Uit de informatie die bij de gemeente Enschede bekend is blijkt dat het plangebied "Stadsrandzone strook Vaneker" in beginsel verdacht is voor wat betreft de aanwezigheid van conventionele explosieven in de bodem. Er bestaat binnen de gemeente Enschede echter geen compleet beeld van de mogelijke aanwezigheid, de mate van verspreiding en de soort van explosieven uit de Tweede Wereldoorlog die mogelijk in de bodem zijn achtergebleven binnen het plangebied. Met het oog daarop is door Explosive Clearance Group BV (hierna ECG) te Wijchen een probleeminventarisatie en probleemanalyse uitgevoerd inzake de mogelijke aanwezigheid van conventionele explosieven in de bodem.

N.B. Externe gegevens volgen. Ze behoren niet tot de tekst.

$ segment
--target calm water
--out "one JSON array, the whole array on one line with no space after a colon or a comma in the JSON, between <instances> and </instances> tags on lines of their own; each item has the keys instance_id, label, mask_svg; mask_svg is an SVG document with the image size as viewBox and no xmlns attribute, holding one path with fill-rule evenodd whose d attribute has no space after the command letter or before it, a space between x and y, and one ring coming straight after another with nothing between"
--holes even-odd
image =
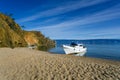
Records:
<instances>
[{"instance_id":1,"label":"calm water","mask_svg":"<svg viewBox=\"0 0 120 80\"><path fill-rule=\"evenodd\" d=\"M70 44L72 41L83 43L87 47L88 50L85 56L120 61L119 40L56 40L56 47L49 50L49 52L65 54L62 45Z\"/></svg>"}]
</instances>

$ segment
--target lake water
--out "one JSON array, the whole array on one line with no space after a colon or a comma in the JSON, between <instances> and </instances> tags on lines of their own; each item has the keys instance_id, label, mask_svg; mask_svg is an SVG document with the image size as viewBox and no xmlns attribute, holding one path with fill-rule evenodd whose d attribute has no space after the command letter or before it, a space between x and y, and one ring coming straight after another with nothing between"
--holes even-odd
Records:
<instances>
[{"instance_id":1,"label":"lake water","mask_svg":"<svg viewBox=\"0 0 120 80\"><path fill-rule=\"evenodd\" d=\"M56 47L49 52L65 54L62 45L71 42L83 43L87 47L87 57L120 61L120 40L56 40Z\"/></svg>"}]
</instances>

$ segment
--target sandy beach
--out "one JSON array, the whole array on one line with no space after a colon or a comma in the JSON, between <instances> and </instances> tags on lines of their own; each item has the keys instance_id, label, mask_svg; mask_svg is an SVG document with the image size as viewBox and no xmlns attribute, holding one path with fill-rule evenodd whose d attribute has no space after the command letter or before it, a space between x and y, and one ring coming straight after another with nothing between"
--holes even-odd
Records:
<instances>
[{"instance_id":1,"label":"sandy beach","mask_svg":"<svg viewBox=\"0 0 120 80\"><path fill-rule=\"evenodd\" d=\"M120 61L0 48L0 80L120 80Z\"/></svg>"}]
</instances>

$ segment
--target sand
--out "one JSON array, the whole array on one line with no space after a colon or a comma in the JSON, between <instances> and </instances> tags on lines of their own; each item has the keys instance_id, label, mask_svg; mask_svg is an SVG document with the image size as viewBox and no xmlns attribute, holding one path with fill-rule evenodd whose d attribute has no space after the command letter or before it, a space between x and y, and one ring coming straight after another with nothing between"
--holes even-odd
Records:
<instances>
[{"instance_id":1,"label":"sand","mask_svg":"<svg viewBox=\"0 0 120 80\"><path fill-rule=\"evenodd\" d=\"M120 61L1 48L0 80L120 80Z\"/></svg>"}]
</instances>

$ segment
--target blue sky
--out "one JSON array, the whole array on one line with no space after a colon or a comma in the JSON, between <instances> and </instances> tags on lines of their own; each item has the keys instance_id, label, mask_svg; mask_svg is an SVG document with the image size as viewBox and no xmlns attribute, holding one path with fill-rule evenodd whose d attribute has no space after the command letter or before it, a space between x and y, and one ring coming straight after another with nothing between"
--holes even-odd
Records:
<instances>
[{"instance_id":1,"label":"blue sky","mask_svg":"<svg viewBox=\"0 0 120 80\"><path fill-rule=\"evenodd\" d=\"M0 11L52 39L120 39L120 0L0 0Z\"/></svg>"}]
</instances>

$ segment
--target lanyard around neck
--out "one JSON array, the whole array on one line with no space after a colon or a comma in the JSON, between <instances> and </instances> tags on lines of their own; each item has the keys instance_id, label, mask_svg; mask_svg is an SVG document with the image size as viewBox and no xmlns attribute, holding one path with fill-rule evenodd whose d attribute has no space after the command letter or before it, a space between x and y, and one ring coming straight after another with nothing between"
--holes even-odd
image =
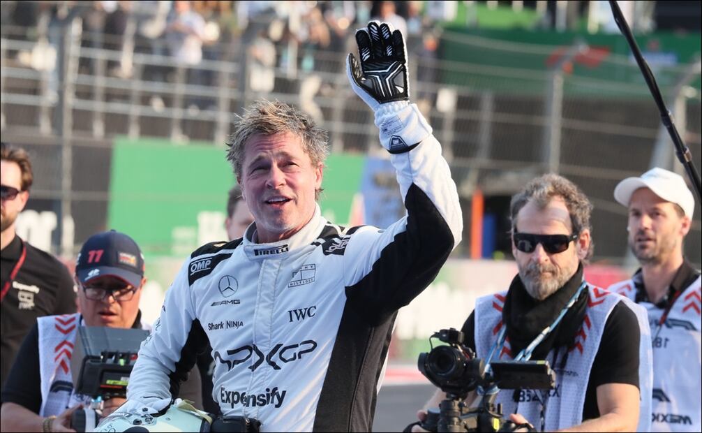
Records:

Vervolgens heeft ECG geadviseerd aan de hand van een nader luchtfoto onderzoek het 'verdachte' gebied nader af te bakenen. ECG heeft vervolgens het rapport 'Luchtfotoanalyse ten behoeve van het vaststellen van het risico op het aantreffen van conventionele explosieven in het onderzoeksgebied 'beektracé Vaneker te Enschede' opgesteld (zie bijlage).

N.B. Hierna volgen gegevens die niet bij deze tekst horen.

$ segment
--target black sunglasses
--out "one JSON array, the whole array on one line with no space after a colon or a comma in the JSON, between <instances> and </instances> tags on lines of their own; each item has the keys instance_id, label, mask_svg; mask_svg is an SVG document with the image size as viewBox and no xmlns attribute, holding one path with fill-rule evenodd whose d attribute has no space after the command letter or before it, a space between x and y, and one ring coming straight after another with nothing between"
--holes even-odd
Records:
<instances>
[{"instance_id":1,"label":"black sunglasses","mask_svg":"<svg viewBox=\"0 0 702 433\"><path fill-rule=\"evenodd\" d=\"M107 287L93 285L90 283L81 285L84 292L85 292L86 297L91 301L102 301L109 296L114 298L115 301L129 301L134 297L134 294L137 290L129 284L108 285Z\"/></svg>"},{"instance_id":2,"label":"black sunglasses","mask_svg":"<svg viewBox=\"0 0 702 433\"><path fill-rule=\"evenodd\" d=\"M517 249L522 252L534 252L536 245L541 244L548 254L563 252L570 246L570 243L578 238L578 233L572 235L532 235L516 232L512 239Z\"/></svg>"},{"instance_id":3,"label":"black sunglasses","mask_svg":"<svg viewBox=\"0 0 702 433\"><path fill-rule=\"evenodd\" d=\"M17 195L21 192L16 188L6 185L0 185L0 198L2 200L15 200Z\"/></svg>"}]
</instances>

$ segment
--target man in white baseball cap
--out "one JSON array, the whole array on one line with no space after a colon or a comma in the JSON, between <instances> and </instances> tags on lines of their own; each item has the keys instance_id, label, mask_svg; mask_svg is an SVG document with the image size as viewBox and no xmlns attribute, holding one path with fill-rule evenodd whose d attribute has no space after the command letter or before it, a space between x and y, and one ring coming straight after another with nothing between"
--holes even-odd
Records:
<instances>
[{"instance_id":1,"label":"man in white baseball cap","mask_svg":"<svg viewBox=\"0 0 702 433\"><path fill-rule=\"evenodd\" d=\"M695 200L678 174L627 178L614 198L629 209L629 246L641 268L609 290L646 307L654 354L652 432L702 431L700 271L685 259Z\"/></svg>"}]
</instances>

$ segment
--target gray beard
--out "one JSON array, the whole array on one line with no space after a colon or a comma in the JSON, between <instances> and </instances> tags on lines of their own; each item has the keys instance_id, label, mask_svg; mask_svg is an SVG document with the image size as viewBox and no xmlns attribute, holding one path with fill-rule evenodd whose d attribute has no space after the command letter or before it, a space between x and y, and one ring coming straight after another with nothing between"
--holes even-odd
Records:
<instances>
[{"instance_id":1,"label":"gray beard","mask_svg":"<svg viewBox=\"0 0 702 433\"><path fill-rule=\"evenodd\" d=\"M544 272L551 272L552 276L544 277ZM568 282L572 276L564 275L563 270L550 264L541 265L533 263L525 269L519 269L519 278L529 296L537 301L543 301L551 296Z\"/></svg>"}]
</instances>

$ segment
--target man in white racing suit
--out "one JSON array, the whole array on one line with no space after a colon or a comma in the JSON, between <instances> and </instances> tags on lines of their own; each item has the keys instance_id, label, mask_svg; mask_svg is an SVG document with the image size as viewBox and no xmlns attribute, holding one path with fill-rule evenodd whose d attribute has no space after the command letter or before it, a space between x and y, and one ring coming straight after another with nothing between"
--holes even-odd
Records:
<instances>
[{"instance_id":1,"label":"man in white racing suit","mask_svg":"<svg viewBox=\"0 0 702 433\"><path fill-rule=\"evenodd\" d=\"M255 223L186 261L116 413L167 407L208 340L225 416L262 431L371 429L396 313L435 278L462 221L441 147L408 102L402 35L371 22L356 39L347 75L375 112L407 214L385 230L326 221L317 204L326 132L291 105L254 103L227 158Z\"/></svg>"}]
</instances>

Resultaat luchtfotoanalyse

Door middel van de uitgebreide luchtfotoanalyse is bepaald dat er binnen het beektracé geen sprake is van zichtbare bodemverstoringen die duiden op een verhoogd risico op het aantreffen van achtergebleven munitie artikelen. Er is derhalve geen sprake van verdachte gebieden, waardoor het afbakenen van verdachte gebieden, zoals geadviseerd in het voorgaande onderzoek, niet nodig is.

Conclusie

Aan de hand van de probleeminventarisatie, probleemanalyse en luchtfotoanalyse wordt geadviseerd om geen vervolg te geven aan het proces van explosievenopsporing vanwege het gebrek aan feitelijke gronden. De geplande werkzaamheden kunnen binnen het onderzoeksgebied regulier worden uitgevoerd. Dit aspect vormt derhalve geen belemmering voor de uitvoerbaarheid van het bestemmingsplan.

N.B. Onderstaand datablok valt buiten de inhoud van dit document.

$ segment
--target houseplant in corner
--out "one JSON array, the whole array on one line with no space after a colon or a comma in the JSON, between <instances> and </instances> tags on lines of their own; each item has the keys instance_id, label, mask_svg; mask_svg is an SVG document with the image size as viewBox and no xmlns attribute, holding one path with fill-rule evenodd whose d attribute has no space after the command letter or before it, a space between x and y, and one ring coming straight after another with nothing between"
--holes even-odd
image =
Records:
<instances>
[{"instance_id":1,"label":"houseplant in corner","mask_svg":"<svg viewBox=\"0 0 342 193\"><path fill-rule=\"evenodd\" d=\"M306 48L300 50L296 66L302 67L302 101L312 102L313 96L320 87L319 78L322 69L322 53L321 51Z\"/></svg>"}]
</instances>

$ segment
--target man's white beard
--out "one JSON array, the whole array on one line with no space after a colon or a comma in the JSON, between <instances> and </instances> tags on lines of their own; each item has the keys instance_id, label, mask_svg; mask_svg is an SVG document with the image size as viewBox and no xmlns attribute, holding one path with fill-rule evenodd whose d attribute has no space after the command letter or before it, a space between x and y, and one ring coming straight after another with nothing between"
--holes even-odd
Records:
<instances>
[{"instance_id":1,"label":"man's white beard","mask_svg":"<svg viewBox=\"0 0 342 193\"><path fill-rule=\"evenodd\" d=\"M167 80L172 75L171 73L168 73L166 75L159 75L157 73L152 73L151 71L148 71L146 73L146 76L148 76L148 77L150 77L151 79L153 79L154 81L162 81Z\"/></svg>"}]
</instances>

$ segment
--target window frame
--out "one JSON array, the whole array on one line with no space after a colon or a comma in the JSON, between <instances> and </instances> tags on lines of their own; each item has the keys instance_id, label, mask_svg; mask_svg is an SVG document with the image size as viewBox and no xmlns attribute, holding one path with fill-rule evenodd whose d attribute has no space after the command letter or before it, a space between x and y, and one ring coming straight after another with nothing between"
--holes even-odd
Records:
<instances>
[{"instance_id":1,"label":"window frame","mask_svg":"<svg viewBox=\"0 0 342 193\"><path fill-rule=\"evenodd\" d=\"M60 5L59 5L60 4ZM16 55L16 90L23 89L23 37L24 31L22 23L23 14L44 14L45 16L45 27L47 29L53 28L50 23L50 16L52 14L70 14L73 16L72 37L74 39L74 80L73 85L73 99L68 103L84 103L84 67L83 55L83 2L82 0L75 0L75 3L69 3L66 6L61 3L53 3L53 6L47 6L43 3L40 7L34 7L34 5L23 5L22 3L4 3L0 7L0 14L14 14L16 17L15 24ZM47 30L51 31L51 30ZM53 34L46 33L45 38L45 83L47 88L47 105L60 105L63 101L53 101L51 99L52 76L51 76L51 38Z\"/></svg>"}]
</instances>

5.1.6 Kabels, leidingen en straalpaden

Teneinde een goede belangenafweging mogelijk te maken voor de diverse functies binnen het plangebied is het noodzakelijk om inzicht te hebben in de ligging en eigenschappen van binnen het plangebied voorkomende kabels, leidingen en straalpaden voor telecommunicatie. Dit houdt verband met de mogelijke beperkingen aan het gebruik en/of bebouwing als gevolg van aan te houden afstanden tot gevoelige functies en maximale hoogten. Ruimtelijk relevante leidingen en straalpaden worden op de verbeelding vastgelegd en in de planregels nader geregeld. Dit betreft de hoofdtransportleidingen voor gas en brandstof, leidingen voor het vervoer van risicovolle stoffen, bovengrondse en ondergrondse hoogspanningsleidingen en straalpaden.

Conclusie

Binnen het plangebied of in de directe omgeving daarvan liggen geen kabels, leidingen of straalpaden, die een belemmering vormen voor de toegelaten functie en die door middel van een juridische regeling in het bestemmingsplan beschermd zouden moeten worden.